My client was obviously a bit drunk as he sat there. I had just watched him guzzle about sixteen ounces of straight whiskey right in front of me, two eight-ounce cupfuls. Plus, he was drinking previously that night. But this wasn’t just a drunk man on a rant. We were listening to a killer, a true killer. I could never describe properly how offhandedly he said those words. “I must have strangled him—you know, with this rope.” It was as if he was telling us that he had brushed his teeth that morning, mentioning some kind of inconsequential part of the overall point that he was making. Stevens and I could not believe what we were hearing. We just kept looking at one another, awestruck.

“Yeah, he was laying on the floor when I woke up. He was blue in the face, ya know, like they say, and he had a rope around his neck and the handcuffs—he still had the handcuffs on. I don’t remember everything, but I think I tricked him, you know, cuz that is what I did with a lot of the others. I would use a rope, the rope trick, and I used it kinda like a tourniquet around their necks. That’s how I would do it. That’s what I did with that kid you were pointing to, that kid in the paper. What’s his name? Robby … or somethin’ like that. I did the rope trick on him. He was crying, scared. I didn’t really mean to scare him. I thought he was something very different. I thought he was a hustler like the others. But, really, he was just a kid. The kid had his hand on the door to leave. He even said that he was so scared that he thought I was going to kill him. I knew I couldn’t let him leave. I knew I couldn’t … That would not have
been good. That would not have worked out. He was too scared … too fuckin’ scared. I thought he lied to me, but maybe he didn’t. Maybe he wasn’t lying. Maybe he just wanted a job, ya know?

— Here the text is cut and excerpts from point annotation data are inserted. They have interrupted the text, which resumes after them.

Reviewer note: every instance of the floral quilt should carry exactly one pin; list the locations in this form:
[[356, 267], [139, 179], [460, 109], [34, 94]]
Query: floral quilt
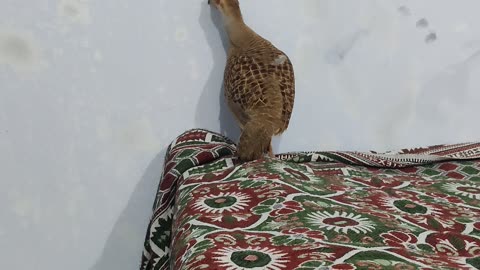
[[411, 209]]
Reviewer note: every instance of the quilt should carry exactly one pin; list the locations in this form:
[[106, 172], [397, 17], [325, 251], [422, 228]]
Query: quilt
[[409, 209]]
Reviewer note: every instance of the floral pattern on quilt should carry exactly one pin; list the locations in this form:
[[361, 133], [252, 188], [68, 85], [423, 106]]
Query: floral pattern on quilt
[[412, 209]]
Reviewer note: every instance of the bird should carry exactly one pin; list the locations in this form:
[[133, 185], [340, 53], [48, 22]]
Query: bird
[[259, 84]]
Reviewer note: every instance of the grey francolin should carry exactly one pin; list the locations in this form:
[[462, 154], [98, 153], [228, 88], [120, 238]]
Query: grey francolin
[[259, 84]]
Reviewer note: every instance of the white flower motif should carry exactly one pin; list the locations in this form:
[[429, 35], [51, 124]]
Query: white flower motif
[[341, 222], [256, 258], [467, 190], [219, 203]]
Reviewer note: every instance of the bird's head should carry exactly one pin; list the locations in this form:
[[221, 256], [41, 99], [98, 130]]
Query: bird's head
[[228, 8]]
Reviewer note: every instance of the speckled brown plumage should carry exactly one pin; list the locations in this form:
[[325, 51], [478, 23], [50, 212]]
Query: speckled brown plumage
[[259, 84]]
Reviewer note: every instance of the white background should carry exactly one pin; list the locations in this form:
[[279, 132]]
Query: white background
[[92, 92]]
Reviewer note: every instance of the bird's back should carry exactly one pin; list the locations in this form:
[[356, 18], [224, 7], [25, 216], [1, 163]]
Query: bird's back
[[259, 83]]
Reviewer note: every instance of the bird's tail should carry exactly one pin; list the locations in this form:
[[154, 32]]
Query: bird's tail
[[255, 140]]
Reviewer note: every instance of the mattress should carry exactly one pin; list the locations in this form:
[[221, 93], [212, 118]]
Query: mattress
[[409, 209]]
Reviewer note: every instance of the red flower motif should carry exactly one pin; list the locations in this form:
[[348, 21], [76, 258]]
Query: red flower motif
[[263, 175], [343, 266], [306, 232], [399, 239], [447, 197], [286, 208]]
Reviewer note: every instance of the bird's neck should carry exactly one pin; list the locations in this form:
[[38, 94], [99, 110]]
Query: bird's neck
[[239, 33]]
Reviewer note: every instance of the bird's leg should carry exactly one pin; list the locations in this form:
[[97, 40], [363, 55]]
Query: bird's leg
[[270, 151]]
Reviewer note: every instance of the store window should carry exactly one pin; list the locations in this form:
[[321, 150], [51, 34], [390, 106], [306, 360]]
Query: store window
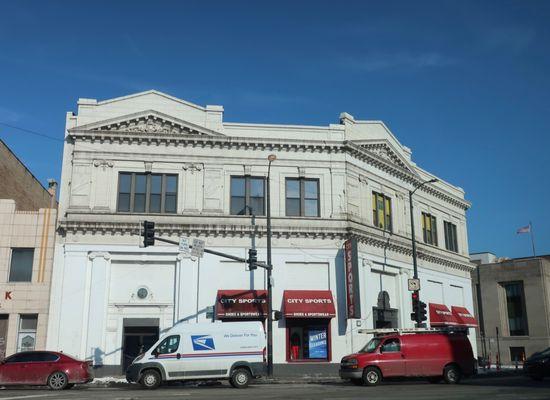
[[308, 340], [515, 307], [381, 211], [429, 229], [517, 354], [26, 340], [302, 197], [147, 193], [247, 195], [21, 265], [451, 240]]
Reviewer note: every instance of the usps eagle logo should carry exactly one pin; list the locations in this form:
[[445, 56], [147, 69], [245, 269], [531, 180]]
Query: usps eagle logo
[[202, 342]]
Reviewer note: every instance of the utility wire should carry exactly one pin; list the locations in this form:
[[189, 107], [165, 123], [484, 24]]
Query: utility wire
[[32, 132]]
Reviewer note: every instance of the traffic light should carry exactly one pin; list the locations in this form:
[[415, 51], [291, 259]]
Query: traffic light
[[148, 233], [422, 313], [415, 306], [252, 259]]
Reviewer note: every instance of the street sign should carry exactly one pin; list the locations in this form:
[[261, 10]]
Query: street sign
[[184, 245], [197, 249], [414, 284]]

“These other kids weren’t like him, that’s for fucking sure. They were hustlers, greedy little liars and hustlers. One was a bigger liar than the next. I used to go down to the park, Washington Park. They called it Bughouse Square, and these kids would offer blow-jobs for money. Sex for money, and then they would try to hike up the price after they had already told me a certain price. They would try to hike it up, you know, raise the price up. Extortion, plain and simple. Or, this was something else, I would take these guys back to my house, and they would see that I was a successful businessman in a nice neighborhood, and they would figure out that I couldn’t let everyone know that I was bisexual or shit like that. They could see that I wouldn’t want my neighbors to know about these guys. They could see that. And then they would start to threaten to tell the neighbors. Right then, they would say they were going to go right out and tell the neighbors everything. They should have kept their fucking mouths shut. They didn’t know who they were dealing with. So, they would get the rope trick. I wasn’t afraid of the neighbors. Lots of them knew me. They knew what I did. They have eyes. They can see my house from theirs. I just hate fucking liars, greedy lying homos. Fuckin’ fagots!

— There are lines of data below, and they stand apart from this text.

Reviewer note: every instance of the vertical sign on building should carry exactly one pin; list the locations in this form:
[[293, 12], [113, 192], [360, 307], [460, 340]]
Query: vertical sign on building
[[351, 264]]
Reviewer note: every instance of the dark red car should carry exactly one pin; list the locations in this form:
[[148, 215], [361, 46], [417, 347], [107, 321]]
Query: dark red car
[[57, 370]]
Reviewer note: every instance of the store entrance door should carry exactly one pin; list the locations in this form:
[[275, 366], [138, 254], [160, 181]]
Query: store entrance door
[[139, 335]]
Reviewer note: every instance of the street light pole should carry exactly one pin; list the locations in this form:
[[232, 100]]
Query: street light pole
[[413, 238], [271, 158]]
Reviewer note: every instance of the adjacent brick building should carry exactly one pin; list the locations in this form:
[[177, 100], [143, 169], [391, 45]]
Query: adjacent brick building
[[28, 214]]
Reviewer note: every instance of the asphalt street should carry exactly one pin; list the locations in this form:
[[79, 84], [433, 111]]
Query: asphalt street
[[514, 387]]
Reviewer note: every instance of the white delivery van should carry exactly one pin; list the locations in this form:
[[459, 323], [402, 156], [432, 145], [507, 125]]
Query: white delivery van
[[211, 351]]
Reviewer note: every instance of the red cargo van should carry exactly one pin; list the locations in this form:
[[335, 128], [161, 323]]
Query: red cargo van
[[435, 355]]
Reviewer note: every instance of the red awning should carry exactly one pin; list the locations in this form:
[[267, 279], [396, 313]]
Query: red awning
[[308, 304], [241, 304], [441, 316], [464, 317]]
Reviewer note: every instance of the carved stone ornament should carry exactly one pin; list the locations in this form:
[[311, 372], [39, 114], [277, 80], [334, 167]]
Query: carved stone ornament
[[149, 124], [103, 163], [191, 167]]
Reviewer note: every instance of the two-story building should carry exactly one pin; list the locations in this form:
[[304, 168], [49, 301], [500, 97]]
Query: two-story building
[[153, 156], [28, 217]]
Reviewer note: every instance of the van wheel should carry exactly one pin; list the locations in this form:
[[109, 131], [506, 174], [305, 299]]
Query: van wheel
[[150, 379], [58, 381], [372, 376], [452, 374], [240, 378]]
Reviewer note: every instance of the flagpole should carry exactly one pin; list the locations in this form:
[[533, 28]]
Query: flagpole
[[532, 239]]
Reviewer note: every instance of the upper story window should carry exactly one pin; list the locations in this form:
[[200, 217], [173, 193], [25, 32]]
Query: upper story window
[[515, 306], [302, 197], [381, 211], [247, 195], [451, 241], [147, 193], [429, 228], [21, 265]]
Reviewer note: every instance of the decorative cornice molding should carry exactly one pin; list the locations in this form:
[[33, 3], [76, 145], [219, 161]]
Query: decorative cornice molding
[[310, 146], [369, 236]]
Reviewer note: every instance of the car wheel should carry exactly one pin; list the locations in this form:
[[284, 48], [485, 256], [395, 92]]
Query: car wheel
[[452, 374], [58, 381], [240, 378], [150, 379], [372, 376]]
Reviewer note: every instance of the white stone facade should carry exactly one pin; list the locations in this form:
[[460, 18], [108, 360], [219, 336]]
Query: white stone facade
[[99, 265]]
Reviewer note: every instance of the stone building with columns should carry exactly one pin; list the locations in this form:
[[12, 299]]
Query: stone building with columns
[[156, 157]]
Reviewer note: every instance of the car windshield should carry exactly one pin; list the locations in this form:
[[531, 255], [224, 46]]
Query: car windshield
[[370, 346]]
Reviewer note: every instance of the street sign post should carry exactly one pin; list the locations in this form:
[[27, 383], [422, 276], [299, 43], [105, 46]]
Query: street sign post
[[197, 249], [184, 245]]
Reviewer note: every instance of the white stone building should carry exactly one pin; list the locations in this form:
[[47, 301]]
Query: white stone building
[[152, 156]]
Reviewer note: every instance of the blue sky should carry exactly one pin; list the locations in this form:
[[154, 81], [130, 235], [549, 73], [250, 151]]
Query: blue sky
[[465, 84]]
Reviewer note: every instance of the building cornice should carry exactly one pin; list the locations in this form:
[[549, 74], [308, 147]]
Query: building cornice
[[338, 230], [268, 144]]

“I had to get rid of this guy, though. I had to get rid of Little John. Then Carol, before I could do that, Carol came home. I had wrapped him in a tarp and put him in the garage … in the garage, ya know. Then Carol came home, so I couldn’t bury that one in the crawl space. So, I have to figure somethin’ else out. So I buried him out in the garage. There was already a place that I was gonna use for drainage out there. So, yeah, he is out there.

“There … well … after I got divorced. There are a lot under the house … like out under the bedrooms, down there. I can show you. I’ll show you.”

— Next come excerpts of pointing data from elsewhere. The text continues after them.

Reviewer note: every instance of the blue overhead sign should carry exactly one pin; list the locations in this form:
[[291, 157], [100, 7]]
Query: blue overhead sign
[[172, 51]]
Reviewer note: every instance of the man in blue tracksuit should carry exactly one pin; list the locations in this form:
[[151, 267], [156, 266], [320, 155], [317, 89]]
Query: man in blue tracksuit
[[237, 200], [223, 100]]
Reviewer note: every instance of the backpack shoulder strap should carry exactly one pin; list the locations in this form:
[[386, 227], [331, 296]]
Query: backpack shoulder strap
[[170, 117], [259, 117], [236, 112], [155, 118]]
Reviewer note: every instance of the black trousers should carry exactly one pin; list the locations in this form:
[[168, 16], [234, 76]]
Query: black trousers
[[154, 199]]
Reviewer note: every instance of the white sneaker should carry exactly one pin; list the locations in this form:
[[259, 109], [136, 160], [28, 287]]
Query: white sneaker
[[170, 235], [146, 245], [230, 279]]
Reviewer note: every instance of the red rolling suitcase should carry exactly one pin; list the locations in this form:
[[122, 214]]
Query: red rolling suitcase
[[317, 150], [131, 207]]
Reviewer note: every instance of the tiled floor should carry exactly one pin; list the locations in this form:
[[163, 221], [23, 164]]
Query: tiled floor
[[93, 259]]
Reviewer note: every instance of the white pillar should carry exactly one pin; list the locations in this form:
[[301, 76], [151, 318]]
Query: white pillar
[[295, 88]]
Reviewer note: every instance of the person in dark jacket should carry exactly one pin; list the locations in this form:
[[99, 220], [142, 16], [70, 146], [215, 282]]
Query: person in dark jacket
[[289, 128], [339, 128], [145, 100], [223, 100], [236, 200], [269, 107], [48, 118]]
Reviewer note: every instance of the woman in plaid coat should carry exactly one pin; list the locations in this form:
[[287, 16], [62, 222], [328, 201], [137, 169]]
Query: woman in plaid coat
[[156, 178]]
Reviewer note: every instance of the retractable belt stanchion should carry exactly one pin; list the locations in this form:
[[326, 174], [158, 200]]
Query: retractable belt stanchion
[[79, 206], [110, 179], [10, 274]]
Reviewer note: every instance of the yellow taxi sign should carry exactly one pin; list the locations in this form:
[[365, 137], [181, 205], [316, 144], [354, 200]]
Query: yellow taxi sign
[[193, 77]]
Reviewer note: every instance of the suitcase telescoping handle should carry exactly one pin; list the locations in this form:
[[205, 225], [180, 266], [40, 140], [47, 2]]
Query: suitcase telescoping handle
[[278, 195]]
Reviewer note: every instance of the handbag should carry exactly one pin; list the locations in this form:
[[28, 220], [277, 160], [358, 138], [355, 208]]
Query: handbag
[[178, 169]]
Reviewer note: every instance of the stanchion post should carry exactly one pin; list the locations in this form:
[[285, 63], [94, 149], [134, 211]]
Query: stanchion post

“We did some diggin’ down there. Rossi did a lot. He was down there for eight hours one day. He was down diggin’ trenches all day. I said they were for tiles. I told him tiles … you know … for the smell. We always got that musty smell when it rained. So, Rossi dug up the trenches for that.

“There was this kid with a weird spelling of his name. He spelled it S-z-y-c, but you said it
Sink
… like a sink, you know, in the kitchen. We were partying, drinking, smoking pot, taking pills, ya know. And everyone was runnin’ around half-naked. See, this guy was a female impersonator and a dancer. I don’t know … I don’t know. It’s all in a fog, you know? It’s not that I don’t want to remember … I try … but I can’t remember it all. We did a lot of drinking … see … a lot of drinkin’ and a lot of drugs. But we were partying, and I went to bed, and when I woke up, that kid was lying on the floor in the other room, ya know … the one with the red carpet. He was on the floor. He was naked on the floor, ya know. And Rossi had dug those trenches in the crawl, so he went down there. I threw him down there.

“Rossi was in the living room … sleeping on the couch. He wanted that kid’s car, so we went down … the car was parked on Clark Street, so we just drove down there and got it. We just drove there in the morning and looked for the white Plymouth Satellite with the banged-up fender. It was parked on Clark across from the Newbury Theatre, right there on Clark Street, right down there. And Rossi drove it, and I drove my car and brought it back to my house. Now, I said I wanted $300 for that car. Rossi said he didn’t have it, but we worked that out, and that became Rossi’s car. He drove that car. There was a bunch of stuff in the trunk. There were license plates and women’s clothing, weights, a television, and jewelry and stuff … lots of stuff. So, we cleaned that all out … all of that shit … and Rossi drove that car. So, that guy is down in the crawl space. He is down there. I threw him down there and put him in one of those trenches and covered him up. I only dug like five of those
holes down there. I had those kids dig the rest. They dug them for me. There was trenches dug down there for the drainage … for the drainage.

“So, there are lots of guys down there. They are all in that basement … that crawl space down there under the house, ya know. Maybe twenty or thirty. Some are in that crawl, but a few are in the river. I put some in the river … five … ya know … it was five of them that I took out to the river. There were five of them … and that kid that you were asking about is one of those five. He was the last one. We can go there. I’ll show you. That kid was not supposed to happen, ya know? But when it did … I had to go out to the bridge.

“Yeah, when I took him out there, I heard that a smokey was around, so I had to drive back and forth. You know, go down to the next cloverleaf and turn around. Then I figured out that it was me … ya know … it was my car. Oh, and there was a barge too. I didn’t want to drop the fucker on that.”

Gacy was starting to slur his words even more than he did at the beginning of this diatribe. His whole demeanor was beginning to wilt. It was clear to me that the massive amounts of alcohol that he had ingested both in front of us and before he arrived were beginning to beat the shit out of him. He was not going to last much longer. How right I turned out to be.

“There was this little fucker from Franklin Park—Joe or something … I forget. My memory is for shit … total shit. I cannot hardly remember anything … nothing. Sometimes I wake up in the morning and find strangled kids in my house, dead strangled kids, and I have no idea how they got there … no fuckin’ idea what happened. I remember heading down to the park … Washington … you know … Bughouse Square … I told you that. I said that already. I remember goin’ there, but I don’t remember coming home, no idea … ya know … how I would get my ass home or what happened while I was out. But I have to get the bodies out of there. They don’t belong there … ya know … ya know …
They don’t belong there, do they? Sometimes, I get little flashes of memory, though. Like watchin’ a movie that isn’t a good copy. It keeps coming in and out, ya know. It is in bits and pieces … bits and pieces … little bits and pieces of life.”